Halfway through a sentence Lily stumbled on a line and made a silly face. Eleanor laughed, sharp and sudden.
It was the first time in over six years that sound had filled the room. Ryan walked in at that exact moment and froze in the doorway. Lily looked up, surprised.
“Your fiance has excellent taste in literature,” Eleanor simply said.
Later that night Lily stood by the window in her room with one hand over her chest. The pain had started as a dull throb, but now it pulsed harder and sharper.
Her breath hitched. She sat down and tried to steady herself, but the pressure built quickly. Her hands trembled. A knock came.
“Lily?”
It was Ryan’s voice. She tried to answer but couldn’t speak. She gave just a low whimper. The door opened. One look and Ryan was by her side.
Her face was pale and her lips were tinged gray.
“What’s wrong?” he asked, kneeling. “Tell me what’s happening.”
She clutched his arm, trying to shake her head. He didn’t wait. He scooped her into his arms.
He strode down the hallway, shouting for the driver before they even reached the stairs. The rain was falling when they pulled out of the Caldwell gates.
Lily curled against him in the back seat. Her breaths came shallow. Ryan kept speaking calmly and firmly with his hand over hers.
At the hospital they rushed her inside. There was a flurry of nurses, a gurney, and bright lights. Ryan stood back only when forced to.
Even then he stayed at the door with his fists clenched. Hours passed. He sat in a plastic chair in the hallway with his coat soaked through and his hair a mess.
His phone buzzed but he ignored it. He didn’t move when a nurse brought him coffee. He just stared at the pale green wall across from him with his heart pounding.
“Why do I care this much?” he asked himself.
She was supposed to be a temporary solution, a performance, a name, and a contract.

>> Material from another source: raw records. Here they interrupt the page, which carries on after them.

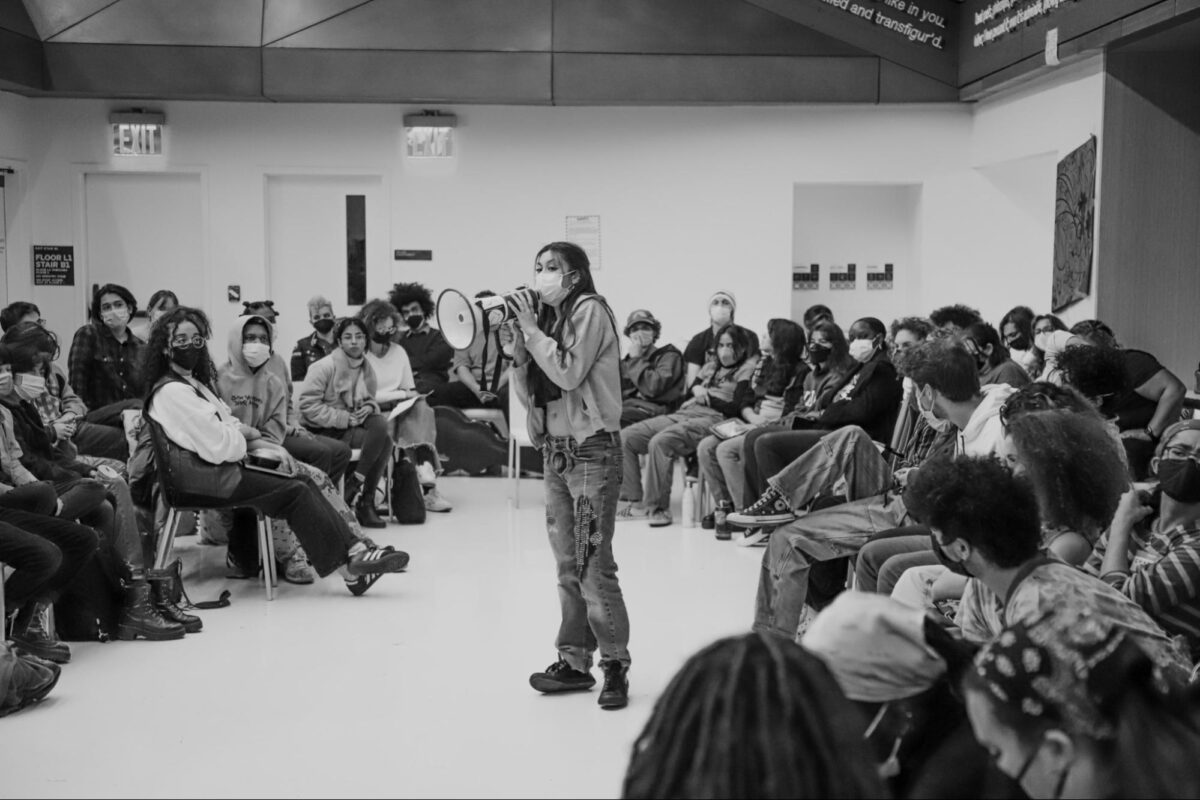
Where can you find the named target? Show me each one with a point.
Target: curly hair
(735, 716)
(156, 354)
(981, 501)
(406, 293)
(376, 312)
(1075, 465)
(1095, 371)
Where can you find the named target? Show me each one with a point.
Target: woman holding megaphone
(567, 359)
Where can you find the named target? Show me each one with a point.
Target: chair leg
(166, 540)
(267, 554)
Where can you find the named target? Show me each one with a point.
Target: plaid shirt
(102, 370)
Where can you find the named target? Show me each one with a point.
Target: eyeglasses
(183, 341)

And yet, he remembered her laughing with Eleanor and humming as she arranged books by color. He remembered the way she smoothed the napkins at breakfast without anyone asking her to.
He remembered how she touched the jade bracelet and returned it without a flicker of greed. He remembered how she looked when she thought no one was watching: quiet, tired, but unafraid to be kind.

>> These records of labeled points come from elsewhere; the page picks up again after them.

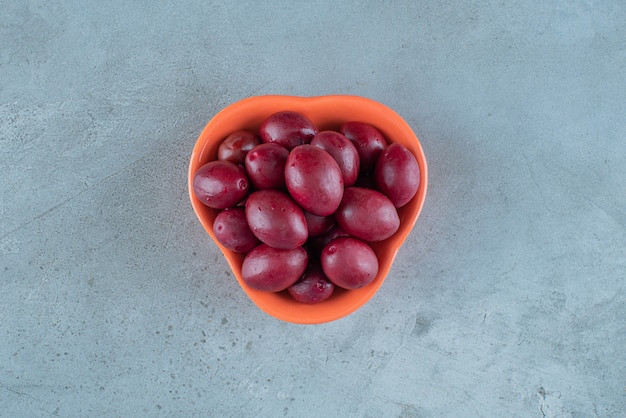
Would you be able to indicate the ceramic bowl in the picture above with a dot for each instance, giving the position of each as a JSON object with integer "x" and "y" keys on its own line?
{"x": 328, "y": 113}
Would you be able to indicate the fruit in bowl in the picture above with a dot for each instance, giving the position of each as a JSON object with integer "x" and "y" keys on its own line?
{"x": 315, "y": 234}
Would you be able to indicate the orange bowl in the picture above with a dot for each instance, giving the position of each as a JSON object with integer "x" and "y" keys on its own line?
{"x": 327, "y": 113}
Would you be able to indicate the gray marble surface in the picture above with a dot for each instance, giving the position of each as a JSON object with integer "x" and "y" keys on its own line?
{"x": 508, "y": 298}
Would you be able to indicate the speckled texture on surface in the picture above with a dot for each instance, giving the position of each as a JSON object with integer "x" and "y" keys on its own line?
{"x": 508, "y": 298}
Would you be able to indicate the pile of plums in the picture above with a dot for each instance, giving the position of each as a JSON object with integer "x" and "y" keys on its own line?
{"x": 303, "y": 205}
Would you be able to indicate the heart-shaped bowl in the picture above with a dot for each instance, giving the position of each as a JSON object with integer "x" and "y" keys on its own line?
{"x": 327, "y": 113}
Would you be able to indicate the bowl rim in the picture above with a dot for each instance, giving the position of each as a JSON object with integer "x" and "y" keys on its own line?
{"x": 205, "y": 146}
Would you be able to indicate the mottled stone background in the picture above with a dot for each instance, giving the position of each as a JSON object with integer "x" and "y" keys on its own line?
{"x": 508, "y": 299}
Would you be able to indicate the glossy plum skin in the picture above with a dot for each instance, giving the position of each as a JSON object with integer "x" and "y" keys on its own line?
{"x": 312, "y": 287}
{"x": 318, "y": 225}
{"x": 343, "y": 151}
{"x": 271, "y": 269}
{"x": 367, "y": 214}
{"x": 397, "y": 174}
{"x": 275, "y": 219}
{"x": 314, "y": 179}
{"x": 368, "y": 141}
{"x": 220, "y": 184}
{"x": 315, "y": 245}
{"x": 265, "y": 166}
{"x": 236, "y": 145}
{"x": 232, "y": 231}
{"x": 349, "y": 262}
{"x": 288, "y": 129}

The doctor finally stepped out. Ryan stood so fast his chair clattered back.
“She’s stable,” the doctor said.
“Minor arrhythmia episode. We’re monitoring her overnight but she’ll be fine.”
Ryan exhaled deeply, almost painfully.
“Can I see her?”
The doctor nodded. Inside Lily looked small against the white sheets. Her hair was damp with sweat. A monitor beeped steadily beside her.

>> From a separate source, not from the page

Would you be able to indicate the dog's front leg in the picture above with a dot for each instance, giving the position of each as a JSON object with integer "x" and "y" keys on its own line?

She stirred when he entered, blinking groggily.
“You stayed,” she whispered.
“Of course I did,” he replied, stepping closer.
“You didn’t have to.”
“Yes,” he said quietly, pulling a chair to her bedside. “Yes I did.”
She smiled faintly. Her eyes filled with something Ryan couldn’t name but felt down to the marrow.
He reached for her hand, gently lacing his fingers through hers. He knew the truth. This wasn’t pretend anymore.